On the walkway from the bookstore to McHenry Library, in the wooded ravine below Hahn Student Services and the road, there’s a bell that reads, “El Camino Real,” or “The Royal Road.” This modest looking steel bell honors the pathway taken by Spanish missionaries as they traversed the California coast. This pathway is not only an approximation made over 200 years after the fact, but a pathway marking a series of oppressive institutions staining California’s history.

There are 21 missions in California. In the mid-18th century, the Spanish Crown gave permission to missionaries to enslave Native Americans and force them to build the religious and military outposts, yet the dominant narrative surrounding them carries a tone of historical admiration. The California missions ought not be upheld as exotic artifacts or architectural wonders, but as institutions with devastating repercussions for the Native American population.

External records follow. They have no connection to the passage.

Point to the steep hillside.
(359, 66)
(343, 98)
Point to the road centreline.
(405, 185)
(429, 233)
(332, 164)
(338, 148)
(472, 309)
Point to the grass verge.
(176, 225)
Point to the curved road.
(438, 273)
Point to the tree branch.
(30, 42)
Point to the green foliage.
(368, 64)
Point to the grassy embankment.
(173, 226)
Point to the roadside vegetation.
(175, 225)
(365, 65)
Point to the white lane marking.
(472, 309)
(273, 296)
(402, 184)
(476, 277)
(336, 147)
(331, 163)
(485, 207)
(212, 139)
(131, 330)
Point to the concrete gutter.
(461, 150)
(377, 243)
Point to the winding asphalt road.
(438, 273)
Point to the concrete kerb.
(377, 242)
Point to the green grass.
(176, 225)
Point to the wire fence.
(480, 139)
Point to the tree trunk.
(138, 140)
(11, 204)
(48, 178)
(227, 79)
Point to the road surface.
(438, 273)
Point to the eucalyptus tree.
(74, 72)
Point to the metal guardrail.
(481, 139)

Elias Castillo, author of “A Cross of Thorns,” recently gave an impassioned speech at the UCSC Arboretum about the missions’ fictionalized history. He spoke about the sociopathic racism of Father Junipero Serra and his successors, the dramatic spike in Native American disease and death rates and of a French traveler who likened the situation to plantations in the Caribbean.

After living for thousands of years along the California coast, men, women and children were tortured with Spanish blacksmiths’ creatively perverse devices. Escapees were whipped, there were revolts, portions of missions were burned by the enslaved and it’s estimated that 62,000 Native Americans died under Franciscan oppression between 1769 and 1833. It was violent and tumultuous. So are the California missions really an appropriate place to sell souvenirs?

Think back to your fourth grade magnum opus — that scaled down Styrofoam model clad with a tiny courtyard, garden and water fountain (you can also buy complete kits online). The assignments highlight the complex architecture that blended European and Mexican aesthetics. It was a chance for the impressionable fourth grader to internalize the extent to which the missions were self-reliant, little communities. But the project focuses on the buildings, not the oppressive racial hierarchy that enabled its construction in the first place. The assignment is a whimsical distraction requiring some degree of emotional detachment from the men, women and children who built them, and I do not mean the 20th century mission revivalists.

“El Camino Real,” the mythic road that claims to traverse the heart of UCSC, is a testament to the state’s selective memory. The El Camino Real Association was formed in 1904, and it was its idea to place those bells along the coast, supposedly marking the very soil that Father Junipero Serra’s sandals walked.

If the El Camino Real Association was accurate, these bells should be everywhere, including on buoys in the Pacific. Missionaries traveled and sailed many routes, depending on weather or time of year. But the problem is not that the “El Camino Real” is inaccurate, it is that this inaccuracy is a symptom of a more dire issue — our historical amnesia.

The important story has fallen to the wayside in lieu of something more warm and fuzzy. The missions are often fetishized as nostalgic windows to the state’s culturally rich history, where Native Americans and Spaniards put aside their differences and live communally. This is a comfortable yet deeply skewed narrative. It is time we reassess the mission history, enabled by violence and racism, and reconfigure the conversation around the Native American culture that was snuffed out.